0
votes

I am trying to understand windowing and triggers. I have created a streaming pipeline that runs on DirectRunner. The pipeline is as follows:

  • Reading data from pub sub
  • Parsing the data
  • Assigning timestamps
  • Windowing using FixedWindows() of 100 seconds
  • Grouping the elements in that window
  • Printing the output(with start and end of window)
  • Finally, writing to another pub sub topic

Data

Counts, Unix_Timestamp
1, 1553578200
2, 1553578201
3, 1553578202
4, 1553578203
...

Beam Pipeline

def encode_byte_string(element):
  #element = ', '.join(element)
  #count = str(count)
  element = str(element)
  print element
  return element.encode('utf-8')

def custom_timestamp(message):
  data, time_stamp = message.split(',')
  # assuming that message is already parsed JSON (dict)
  return beam.window.TimestampedValue(data, int(time_stamp))

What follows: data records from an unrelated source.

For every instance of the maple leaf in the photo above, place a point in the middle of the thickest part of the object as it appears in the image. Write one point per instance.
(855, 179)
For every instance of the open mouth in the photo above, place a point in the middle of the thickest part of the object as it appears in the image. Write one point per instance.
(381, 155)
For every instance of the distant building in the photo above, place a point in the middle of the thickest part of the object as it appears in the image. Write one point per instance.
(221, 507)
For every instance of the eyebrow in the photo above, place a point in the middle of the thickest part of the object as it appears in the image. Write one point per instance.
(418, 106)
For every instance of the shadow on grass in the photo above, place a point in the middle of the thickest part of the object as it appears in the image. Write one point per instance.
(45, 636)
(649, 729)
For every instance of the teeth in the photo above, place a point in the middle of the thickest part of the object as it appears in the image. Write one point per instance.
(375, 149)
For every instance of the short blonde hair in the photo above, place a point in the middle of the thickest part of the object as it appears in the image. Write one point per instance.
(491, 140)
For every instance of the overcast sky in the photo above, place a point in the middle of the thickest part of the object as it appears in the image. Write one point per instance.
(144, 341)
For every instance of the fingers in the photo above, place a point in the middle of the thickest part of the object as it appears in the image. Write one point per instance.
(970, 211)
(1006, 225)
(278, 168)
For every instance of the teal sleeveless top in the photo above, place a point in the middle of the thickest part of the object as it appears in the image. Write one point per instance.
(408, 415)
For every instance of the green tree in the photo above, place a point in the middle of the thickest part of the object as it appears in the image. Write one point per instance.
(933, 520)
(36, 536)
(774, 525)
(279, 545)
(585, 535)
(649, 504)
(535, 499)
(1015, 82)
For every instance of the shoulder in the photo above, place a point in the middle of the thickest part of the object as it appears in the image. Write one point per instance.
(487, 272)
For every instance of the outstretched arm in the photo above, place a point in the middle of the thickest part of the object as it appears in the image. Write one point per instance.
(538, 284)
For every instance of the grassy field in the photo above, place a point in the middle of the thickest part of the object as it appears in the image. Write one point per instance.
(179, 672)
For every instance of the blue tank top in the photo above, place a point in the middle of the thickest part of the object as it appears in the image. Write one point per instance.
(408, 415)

class BuildRecordFn(beam.DoFn):
  def process(self, element, window=beam.DoFn.WindowParam):
    window_start = window.start
    window_end = window.end
    return [element + (window_start,) + (window_end,)]


pubsub_data = (
                p 
                | 'Read from pub sub' >> beam.io.ReadFromPubSub(subscription= input_subscription)
                | 'Remove extra chars' >> beam.Map(lambda data: (data.rstrip().lstrip()))
                | 'CustomTimestamp' >> beam.Map(custom_timestamp)
                | 'Window' >> beam.WindowInto(window.FixedWindows(100))
                | 'Form Key Value pair' >> beam.Map(lambda x: (1, int(x)))
                | 'Sum values' >> beam.GroupByKey()
                | 'AddWindowEndTimestamp' >> beam.ParDo(BuildRecordFn())
                | 'Encode to byte string' >> beam.Map(encode_byte_string)
                | 'Write to pub sub' >> beam.io.WriteToPubSub(output_topic)
              )


result = p.run()
result.wait_until_finish()

According to the docs

The default trigger for a PCollection is based on event time, and emits the results of the window when the Beam’s watermark passes the end of the window, and then fires each time late data arrives.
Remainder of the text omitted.